40 per cent of women in the technology sector agree that their decision to stay in their current role depends on the care responsibilities they have, according to the Tech Talent Charter.

The research shows that almost 12 per cent of women have left their role in technology so they can invest more time in their caring commitments, while a lack of work-life balance was also shown to be the top reason for women deciding to leave their role in the technology industry.

While disproportionate care responsibilities were evident before the pandemic, it is said that the work-from-home mandate has highlighted that women have been hit with even more care responsibilities, making it no surprise that those who are able to work more flexibility have higher retention rates.

Along with care responsibilities, a lack of career development was also highlighted as a key reason for women leaving their roles in tech, with four out of five women saying this has impacted their decision, while pay dissatisfaction was also shown to be a top reason, likely being linked to the cost of living crisis and high childcare costs.

Women’s tech careers hindered by care responsibilities

Joanna Kori, Head of People at Encompass Corporation, commented: 

“It is both concerning and disheartening to see these figures, which highlight women being forced to alter or give up their careers in technology – and especially when a primary cause is centred on a lack of flexible working practices.

“With women saying they have left roles to better fulfil care commitments, this only emphasises, again, the importance of giving employees the opportunity to make work work for them. These commitments should not be a barrier and flexible working policies, for example, can be central to empowering women, and all workers, to prioritise the life and wellbeing choices that are important to them while meeting professional goals.

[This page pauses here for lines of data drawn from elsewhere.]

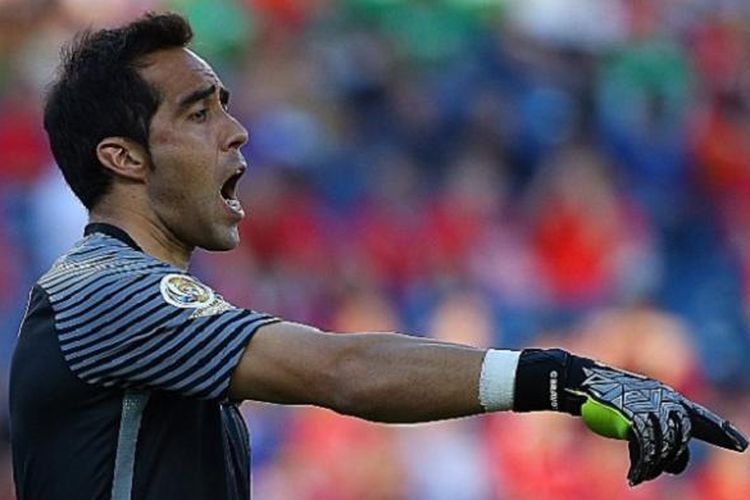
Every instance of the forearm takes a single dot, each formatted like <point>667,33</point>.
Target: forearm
<point>377,376</point>
<point>398,378</point>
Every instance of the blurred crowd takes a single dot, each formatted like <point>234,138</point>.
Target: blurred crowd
<point>495,172</point>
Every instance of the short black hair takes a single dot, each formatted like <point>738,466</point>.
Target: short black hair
<point>99,93</point>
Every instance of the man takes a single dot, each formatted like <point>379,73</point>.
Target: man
<point>127,371</point>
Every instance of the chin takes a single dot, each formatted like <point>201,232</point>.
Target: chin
<point>223,242</point>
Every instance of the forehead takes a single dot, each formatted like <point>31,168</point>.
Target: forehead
<point>177,72</point>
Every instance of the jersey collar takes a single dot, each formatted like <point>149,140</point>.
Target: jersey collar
<point>113,231</point>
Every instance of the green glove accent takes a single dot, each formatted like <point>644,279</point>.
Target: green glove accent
<point>604,420</point>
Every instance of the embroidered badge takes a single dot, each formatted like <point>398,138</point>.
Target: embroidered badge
<point>185,292</point>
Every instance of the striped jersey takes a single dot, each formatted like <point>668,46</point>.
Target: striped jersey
<point>119,379</point>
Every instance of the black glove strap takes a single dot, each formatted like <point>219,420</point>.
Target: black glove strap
<point>542,377</point>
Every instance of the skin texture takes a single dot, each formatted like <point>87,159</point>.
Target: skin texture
<point>168,198</point>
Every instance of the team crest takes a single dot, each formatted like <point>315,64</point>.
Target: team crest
<point>185,292</point>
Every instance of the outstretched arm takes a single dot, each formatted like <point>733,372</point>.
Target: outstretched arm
<point>377,376</point>
<point>397,378</point>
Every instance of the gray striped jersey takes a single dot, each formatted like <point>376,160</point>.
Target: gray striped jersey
<point>125,319</point>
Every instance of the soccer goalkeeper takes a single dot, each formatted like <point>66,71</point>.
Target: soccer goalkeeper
<point>128,371</point>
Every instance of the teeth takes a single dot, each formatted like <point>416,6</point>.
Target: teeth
<point>234,204</point>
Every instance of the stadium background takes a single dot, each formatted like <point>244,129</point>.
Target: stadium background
<point>508,173</point>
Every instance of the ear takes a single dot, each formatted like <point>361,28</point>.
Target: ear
<point>123,157</point>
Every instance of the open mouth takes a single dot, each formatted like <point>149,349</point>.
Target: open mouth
<point>229,190</point>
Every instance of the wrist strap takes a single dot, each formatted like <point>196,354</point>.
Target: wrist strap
<point>497,380</point>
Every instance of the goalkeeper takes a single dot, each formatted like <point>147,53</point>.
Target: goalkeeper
<point>128,371</point>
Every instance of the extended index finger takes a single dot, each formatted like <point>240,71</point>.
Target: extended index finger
<point>711,428</point>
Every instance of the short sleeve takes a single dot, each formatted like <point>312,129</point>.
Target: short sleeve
<point>155,329</point>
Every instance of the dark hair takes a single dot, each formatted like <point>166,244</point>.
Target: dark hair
<point>99,93</point>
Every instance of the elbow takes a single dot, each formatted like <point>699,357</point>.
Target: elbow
<point>350,386</point>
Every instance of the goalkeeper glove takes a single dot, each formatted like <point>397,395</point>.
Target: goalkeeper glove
<point>656,420</point>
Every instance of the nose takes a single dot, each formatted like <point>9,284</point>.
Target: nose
<point>237,135</point>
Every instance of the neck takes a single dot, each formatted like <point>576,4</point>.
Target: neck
<point>148,232</point>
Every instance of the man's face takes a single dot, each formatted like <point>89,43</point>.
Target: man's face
<point>195,150</point>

“Organisations should regularly evaluate whether their existing workplace policies match the needs of their employees, and evolve them as necessary to ensure all staff are well supported. Despite progress, the number of women in the technology sector is still too low. Unless we see tangible action and commitment to change, this will only continue, with talent and potential remaining untapped.”

Karen Blake, Tech Talent Charter’s chief operating officer, said: “It’s really troubling to learn about the high number of women in tech who are feeling unhappy in their jobs. It’s especially discouraging to see that so many talented female technologists are considering leaving their positions or not staying for very long.”